No entanto, esse filme que é uma refilmagem do belo “A Família Bélier” de 2014 consegue acrescentar alguns detalhes sensíveis ao tema e a histórias que realmente conseguem surpreender e emocionar o expectador.
A diretora Sian Heder acerta primorosamente na escolha do elenco, seja na protagonista Ruby (Emilia Jones fantástica) ou pela mãe da personagem Jackie (Marlee Martin fabulosa). Esta última se trata daquela atriz do filme “Filhos do Silêncio” que ganhou o Oscar de melhor performance surpreendendo o mundo e permanece até hoje sendo a única atriz surda e muda a ter vencido tal prêmio.

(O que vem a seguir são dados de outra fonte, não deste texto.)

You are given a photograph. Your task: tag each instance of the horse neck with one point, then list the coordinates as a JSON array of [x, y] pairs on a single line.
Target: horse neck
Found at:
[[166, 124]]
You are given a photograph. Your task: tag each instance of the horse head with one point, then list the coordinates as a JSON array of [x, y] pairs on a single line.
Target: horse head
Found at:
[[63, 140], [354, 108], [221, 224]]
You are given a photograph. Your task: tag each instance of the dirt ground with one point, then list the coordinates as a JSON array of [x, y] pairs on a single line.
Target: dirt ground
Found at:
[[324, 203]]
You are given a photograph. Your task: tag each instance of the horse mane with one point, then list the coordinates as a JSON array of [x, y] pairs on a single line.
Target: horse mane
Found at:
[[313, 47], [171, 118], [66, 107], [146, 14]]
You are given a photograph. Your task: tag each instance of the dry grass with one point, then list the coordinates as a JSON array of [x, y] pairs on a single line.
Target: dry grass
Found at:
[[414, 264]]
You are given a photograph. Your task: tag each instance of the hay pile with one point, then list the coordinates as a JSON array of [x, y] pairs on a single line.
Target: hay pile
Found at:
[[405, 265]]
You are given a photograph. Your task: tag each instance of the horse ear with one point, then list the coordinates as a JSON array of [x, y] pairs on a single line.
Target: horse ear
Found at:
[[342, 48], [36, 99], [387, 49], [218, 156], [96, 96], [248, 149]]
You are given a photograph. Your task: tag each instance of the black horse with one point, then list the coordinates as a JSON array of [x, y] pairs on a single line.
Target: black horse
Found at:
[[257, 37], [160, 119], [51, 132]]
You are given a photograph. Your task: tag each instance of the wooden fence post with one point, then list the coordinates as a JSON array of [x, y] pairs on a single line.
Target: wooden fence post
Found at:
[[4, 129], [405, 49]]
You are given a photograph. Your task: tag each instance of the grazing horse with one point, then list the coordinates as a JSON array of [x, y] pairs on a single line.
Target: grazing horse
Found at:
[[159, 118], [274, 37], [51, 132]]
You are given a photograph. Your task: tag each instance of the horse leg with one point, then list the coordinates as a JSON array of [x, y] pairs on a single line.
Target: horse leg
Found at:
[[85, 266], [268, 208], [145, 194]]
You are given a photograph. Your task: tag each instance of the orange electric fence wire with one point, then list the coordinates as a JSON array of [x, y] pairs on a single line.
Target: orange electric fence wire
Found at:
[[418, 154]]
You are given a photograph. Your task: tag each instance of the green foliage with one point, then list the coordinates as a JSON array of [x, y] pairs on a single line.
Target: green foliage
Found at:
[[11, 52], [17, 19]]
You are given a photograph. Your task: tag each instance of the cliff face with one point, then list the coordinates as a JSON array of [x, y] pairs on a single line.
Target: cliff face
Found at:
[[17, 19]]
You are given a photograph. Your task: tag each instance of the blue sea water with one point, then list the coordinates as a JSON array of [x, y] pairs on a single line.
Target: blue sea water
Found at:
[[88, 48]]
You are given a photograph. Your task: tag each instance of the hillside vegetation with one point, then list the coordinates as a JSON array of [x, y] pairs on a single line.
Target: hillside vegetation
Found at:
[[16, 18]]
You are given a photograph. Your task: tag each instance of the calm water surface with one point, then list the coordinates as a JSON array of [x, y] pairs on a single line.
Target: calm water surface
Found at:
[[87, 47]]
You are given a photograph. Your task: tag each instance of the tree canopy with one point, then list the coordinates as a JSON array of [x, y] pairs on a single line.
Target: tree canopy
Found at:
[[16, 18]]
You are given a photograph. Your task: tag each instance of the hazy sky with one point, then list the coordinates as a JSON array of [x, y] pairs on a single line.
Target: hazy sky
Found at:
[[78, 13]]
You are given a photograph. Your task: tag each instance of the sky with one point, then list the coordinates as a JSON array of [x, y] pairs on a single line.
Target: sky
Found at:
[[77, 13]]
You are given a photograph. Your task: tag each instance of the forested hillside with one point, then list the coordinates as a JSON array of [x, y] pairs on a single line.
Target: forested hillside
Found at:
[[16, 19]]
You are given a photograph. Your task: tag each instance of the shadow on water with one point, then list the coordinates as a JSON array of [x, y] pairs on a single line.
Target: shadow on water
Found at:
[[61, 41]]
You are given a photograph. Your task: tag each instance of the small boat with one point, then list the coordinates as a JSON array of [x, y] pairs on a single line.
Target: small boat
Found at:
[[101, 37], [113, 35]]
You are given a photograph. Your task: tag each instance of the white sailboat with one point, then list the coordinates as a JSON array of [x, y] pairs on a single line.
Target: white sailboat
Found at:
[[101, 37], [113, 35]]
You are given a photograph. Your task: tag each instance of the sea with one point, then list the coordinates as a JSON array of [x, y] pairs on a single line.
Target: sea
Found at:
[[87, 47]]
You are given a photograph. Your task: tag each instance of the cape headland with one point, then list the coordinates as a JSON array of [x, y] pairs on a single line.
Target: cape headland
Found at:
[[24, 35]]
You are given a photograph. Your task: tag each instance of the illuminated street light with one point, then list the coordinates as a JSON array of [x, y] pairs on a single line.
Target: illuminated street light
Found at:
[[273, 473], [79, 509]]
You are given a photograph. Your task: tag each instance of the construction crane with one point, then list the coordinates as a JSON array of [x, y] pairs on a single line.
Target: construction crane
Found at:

Ela exigiu, em comum acordo com a diretora, que todos os personagens surdos fossem interpretados por atores realmente surdos. Esse detalhe, além de oferecer maior veracidade a trama e suas performances, permanece em conformidade com a proposta do próprio filme que trás o tema da inclusão e equidade, sem necessariamente ser capacitista.
Os outros personagens da família Rossi são o pai Frank (Troy Kotsur) e belo Leo (Daniel Durant comovente). A trama que se ambientava no campo no filme original francês, aqui é transferido para o mar, mais especificamente para o mundo da pesca. Toda a família é sustentada pelo dinheiro que vem de um barco pesqueiro, subordinado as leis preconceituosas e capitalistas da região.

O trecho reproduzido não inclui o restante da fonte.